More certificates - I would prefer to run each device its own request. How to open ports will be in the Synology NAS guide.

Mixing certiifcates - Let’s Encrypt does not much care that you change the certificates. You you can can generate some now and later on to change it and use different content of certificate. Only thing I did never tested is to generate two different certificates (on different machines) but with the same hostname. This may cause some troubles in future.

Guide for devices behind Turris, eg.

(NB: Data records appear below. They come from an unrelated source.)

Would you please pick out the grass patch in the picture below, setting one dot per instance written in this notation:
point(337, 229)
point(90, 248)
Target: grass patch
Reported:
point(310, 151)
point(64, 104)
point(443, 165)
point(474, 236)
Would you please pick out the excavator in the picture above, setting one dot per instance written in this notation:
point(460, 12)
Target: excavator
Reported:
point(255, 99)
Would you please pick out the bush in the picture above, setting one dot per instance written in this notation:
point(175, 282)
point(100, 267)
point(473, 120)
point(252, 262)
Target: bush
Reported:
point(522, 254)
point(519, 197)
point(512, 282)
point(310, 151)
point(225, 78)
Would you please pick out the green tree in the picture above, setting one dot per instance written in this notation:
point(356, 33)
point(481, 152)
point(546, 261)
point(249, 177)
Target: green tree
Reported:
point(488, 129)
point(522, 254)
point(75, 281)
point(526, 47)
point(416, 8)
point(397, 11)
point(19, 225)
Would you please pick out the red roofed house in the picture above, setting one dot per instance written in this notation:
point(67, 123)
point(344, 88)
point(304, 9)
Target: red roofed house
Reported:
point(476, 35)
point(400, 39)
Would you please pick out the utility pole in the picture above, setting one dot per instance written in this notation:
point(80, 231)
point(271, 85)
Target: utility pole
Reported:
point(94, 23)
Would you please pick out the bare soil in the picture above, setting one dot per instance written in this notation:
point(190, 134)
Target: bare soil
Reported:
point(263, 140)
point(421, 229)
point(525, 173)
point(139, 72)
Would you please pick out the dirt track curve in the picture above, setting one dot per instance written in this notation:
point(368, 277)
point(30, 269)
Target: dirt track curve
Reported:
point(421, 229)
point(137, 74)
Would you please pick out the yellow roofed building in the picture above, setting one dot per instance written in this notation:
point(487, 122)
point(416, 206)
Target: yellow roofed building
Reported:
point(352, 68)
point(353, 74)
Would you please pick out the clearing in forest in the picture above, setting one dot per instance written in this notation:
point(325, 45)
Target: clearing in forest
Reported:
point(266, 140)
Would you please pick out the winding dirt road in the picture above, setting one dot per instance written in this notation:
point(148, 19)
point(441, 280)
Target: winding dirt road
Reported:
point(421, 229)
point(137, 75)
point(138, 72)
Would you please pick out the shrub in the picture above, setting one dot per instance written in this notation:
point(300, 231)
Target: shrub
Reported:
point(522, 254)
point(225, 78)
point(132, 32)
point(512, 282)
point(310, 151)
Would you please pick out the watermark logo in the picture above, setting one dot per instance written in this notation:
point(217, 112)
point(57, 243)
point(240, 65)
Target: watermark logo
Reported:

Synology NAS was added to community documentation.
https://www.turris.cz/doc/en/public/letencrypt_nas_behind_turris

I found the following cron for my diskstation:
"Minute":[11],"day":[-1],"hour":[22],"month":[-1],"week":[6]
The “-1” symbolizes a “*”, right?
So my crontab should look like this giving the routine 5 minutes before and 5 minutes after the Synology’s Let’s Encrypt-renewal-time?

6 22 * * 6 "/root/.acme.sh"/open_acme_NAS.sh > /dev/null
16 22 * * 6 "/root/.acme.sh"/close_acme_NAS.sh > /dev/null

Thank you tristone that you considered also Synology NAS as I want to install on Synology as well.

@tristone could you help me with post#13?

You mean the cron job timing?

Your example looks fine. But I am not perfectly sure how the day of the week (“week” parameter) is handled by SYnlogogy synocron. So if 6 means Saturday or Sunday.
For common Linux system in crontab the 6 means Saturday.

You may try to put 5 in your Turris crontab. Or just * to have the port open everyday.

Sorry but I did not found reliable documentation for synocrond.

Are you facing some exact issues?

Thanks for checking.

No, up til now I didn’t had access to my DS213+ due to work and now vacation.
But I gave your post some thoughts and one can easily check whether 6 is for Saturday or Sunday: one just needs to start a new cron-task via Synology web-interface.
I will try that and post the results (when I’m back from vacation) - I think that should be entered into documentation.

Hello @tristone,
thanks for sharing your know-how, I really like the idea.
It might be even more interesting to combine it with Apache HTTP server as ACME is being built in as module mod_md.

Which way would you choose in order to use Apache - replace lighttpd (in order to use it as rrplacemeny for Luci/foris webif) or install Apache in LXC (for use with encapsulated webservices)?

Hi @Koleon

Question is what you mean by combining with Apache. If you want Apache httpd as secondary webserver on Turris the situation will we very similar to the lighttpd one, you need to adapt.
And if you mean Apache somewhere behing Turris then again you have to adapt the Synology guide accordingly.
I cannot provide guide for all possible combinations and that’s why I covered the default usecase (lighttpd) and one typical for additional device.

If you want some hints how to setup Let’s Encrypt for Apache HTTPD I can provide. I have it done for Apache on both main platforms - Linux and Windows.

In general I do prefer to use external utility instead of Apache module. First thing is that it is external module (even if founded by Mozilla) and as such it may not be forever maintained in sync with the rest of httpd. And second it will be used once in 2-3 months and the rest of the time it will just be loaded and consume resources.
The external maintenance is not a problem even for live traffic cause Apache has gracefull restart feature so no connections are closed in case of restart needed for certificates renewal.